District Court Orders Long Island Company and its Operators to Stop Distributing Adulterated Dietary Supplements

BROOKLYN, NY – The United States Court for the Eastern District of New York  has permanently enjoined a New York company and its operators from manufacturing or distributing dietary supplements unless and until they comply with the law, the Department of Justice Civil Division’s Consumer Protection Branch and the United States Attorney’s Office for the Eastern District of New York announced today.
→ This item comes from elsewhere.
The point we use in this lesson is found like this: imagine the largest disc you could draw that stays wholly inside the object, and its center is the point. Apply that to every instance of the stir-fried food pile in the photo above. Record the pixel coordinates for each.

A complaint filed May 23, 2019, alleged that defendants Confidence USA Inc., of Port Washington, New York, the company’s president Helen Chian, and manager Jim Chao violated the Federal Food, Drug, and Cosmetic Act (FDCA) by distributing adulterated dietary supplements. The complaint alleged that inspections conducted by the U.S. Food and Drug Administration (FDA) in 2016, 2017, and 2018 showed that the defendants repeatedly failed to verify that their finished dietary supplements met product specifications for identity, purity, strength, composition, and contamination limits, and failed to verify the identity of each dietary ingredient used in the manufacture of the supplements. The United States filed the complaint in U.S. District Court for the Eastern District of New York at the request of the FDA.

“The millions of Americans who take dietary supplements trust that they are unadulterated and meet product specifications under good manufacturing practice regulations,” said Acting U.S. Attorney Seth D. DuCharme. “The injunctive relief obtained by the United States in this case protects consumers by requiring defendants to follow the law and adhere to the regulations in manufacturing and distributing dietary supplements.”
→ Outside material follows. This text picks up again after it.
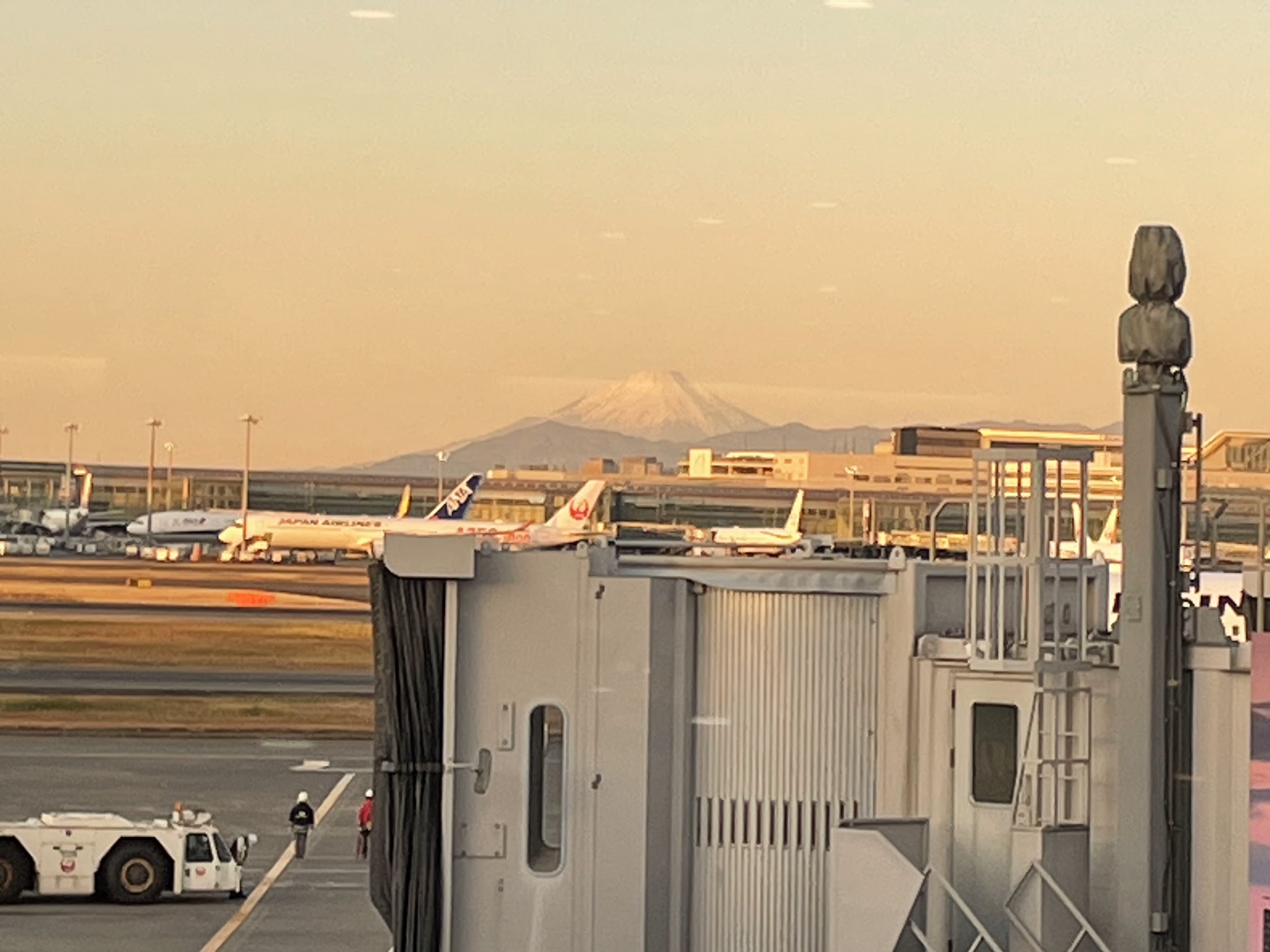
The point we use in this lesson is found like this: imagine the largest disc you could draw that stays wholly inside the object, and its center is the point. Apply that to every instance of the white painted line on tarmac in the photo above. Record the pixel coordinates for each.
(252, 902)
“American consumers expect dietary supplements to contain the ingredients stated on the label, in the stated amounts,” said Acting Assistant Attorney General Brian M. Boynton of the Justice Department’s Civil Division. “The department will continue to work with the FDA to ensure that dietary supplement manufacturers follow the law.”
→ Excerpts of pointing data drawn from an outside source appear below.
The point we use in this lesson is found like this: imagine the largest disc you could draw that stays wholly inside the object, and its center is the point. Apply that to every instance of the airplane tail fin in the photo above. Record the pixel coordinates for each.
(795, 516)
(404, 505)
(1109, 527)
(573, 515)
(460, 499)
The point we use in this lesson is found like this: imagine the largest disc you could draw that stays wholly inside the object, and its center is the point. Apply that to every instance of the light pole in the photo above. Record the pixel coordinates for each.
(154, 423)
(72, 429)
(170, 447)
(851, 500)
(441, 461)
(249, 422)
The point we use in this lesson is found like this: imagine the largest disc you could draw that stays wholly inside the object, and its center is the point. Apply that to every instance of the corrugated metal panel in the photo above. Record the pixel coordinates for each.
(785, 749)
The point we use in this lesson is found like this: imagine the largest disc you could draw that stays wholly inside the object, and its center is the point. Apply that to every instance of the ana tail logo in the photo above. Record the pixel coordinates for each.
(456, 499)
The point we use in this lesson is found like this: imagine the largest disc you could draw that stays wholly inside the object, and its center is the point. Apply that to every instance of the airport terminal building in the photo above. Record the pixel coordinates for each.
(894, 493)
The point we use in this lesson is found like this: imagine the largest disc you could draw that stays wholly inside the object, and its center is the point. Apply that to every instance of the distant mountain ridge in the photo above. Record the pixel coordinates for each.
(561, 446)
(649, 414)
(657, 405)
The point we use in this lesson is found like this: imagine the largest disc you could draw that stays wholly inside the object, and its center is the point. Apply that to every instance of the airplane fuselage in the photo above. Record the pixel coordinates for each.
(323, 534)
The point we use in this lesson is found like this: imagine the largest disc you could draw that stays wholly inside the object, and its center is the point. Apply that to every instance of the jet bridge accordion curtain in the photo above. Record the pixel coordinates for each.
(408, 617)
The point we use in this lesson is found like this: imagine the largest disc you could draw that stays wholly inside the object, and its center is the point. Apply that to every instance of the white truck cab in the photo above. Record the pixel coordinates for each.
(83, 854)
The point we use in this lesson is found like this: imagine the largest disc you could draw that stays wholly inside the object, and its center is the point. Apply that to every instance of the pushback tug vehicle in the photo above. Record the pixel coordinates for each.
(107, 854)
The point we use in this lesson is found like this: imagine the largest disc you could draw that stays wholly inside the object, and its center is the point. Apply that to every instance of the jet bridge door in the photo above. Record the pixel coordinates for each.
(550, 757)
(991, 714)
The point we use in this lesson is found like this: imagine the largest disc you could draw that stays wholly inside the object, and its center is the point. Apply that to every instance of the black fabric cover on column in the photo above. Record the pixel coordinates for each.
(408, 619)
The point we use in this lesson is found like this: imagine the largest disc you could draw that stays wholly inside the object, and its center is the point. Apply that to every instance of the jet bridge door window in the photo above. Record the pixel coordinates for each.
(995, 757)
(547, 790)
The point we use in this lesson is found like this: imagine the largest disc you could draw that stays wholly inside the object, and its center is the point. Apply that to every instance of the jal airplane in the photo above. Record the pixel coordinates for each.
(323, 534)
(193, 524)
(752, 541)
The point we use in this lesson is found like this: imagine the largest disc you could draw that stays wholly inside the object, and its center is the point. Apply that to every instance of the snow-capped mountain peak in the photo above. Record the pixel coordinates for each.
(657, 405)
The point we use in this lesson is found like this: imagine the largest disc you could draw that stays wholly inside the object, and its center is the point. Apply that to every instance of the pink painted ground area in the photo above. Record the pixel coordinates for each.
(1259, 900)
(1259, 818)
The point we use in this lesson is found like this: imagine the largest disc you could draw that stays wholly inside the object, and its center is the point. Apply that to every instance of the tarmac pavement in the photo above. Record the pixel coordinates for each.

“Consumers deserve access to dietary supplements that are manufactured to assure their quality. If a dietary supplement company repeatedly fails to comply with basic good manufacturing practice requirements, the public cannot trust that their products are what they say they are,” said Judy McMeekin, Pharm.D., FDA’s Associate Commissioner for Regulatory Affairs. “The FDA will continue to protect American consumers by taking appropriate actions necessary when companies violate the law.”

According to the complaint, the defendants made and distributed more than 50 dietary supplements under brand names that include Confidence USA, American Best, USA Natural and The Herbal Store.

Dietary supplements not prepared, packed and held in conformance with current good manufacturing practices (cGMP) regulations are adulterated in violation of the FDCA. The FDA issued a warning letter to Confidence USA in 2011 regarding deficiencies with the company’s manufacturing practices, and U.S. Marshals previously seized certain Confidence USA products in connection with a 2012 complaint alleging the products were adulterated.

Assistant United States Attorney Robert Schumacher from the U.S. Attorney’s Office for the Eastern District of New York and Trial Attorney Raquel Toledo of the Justice Department’s Consumer Protection Branch handled the case, with assistance from Associate Chief Counsel for Enforcement Jennifer Argabright of the FDA’s Office of General Counsel.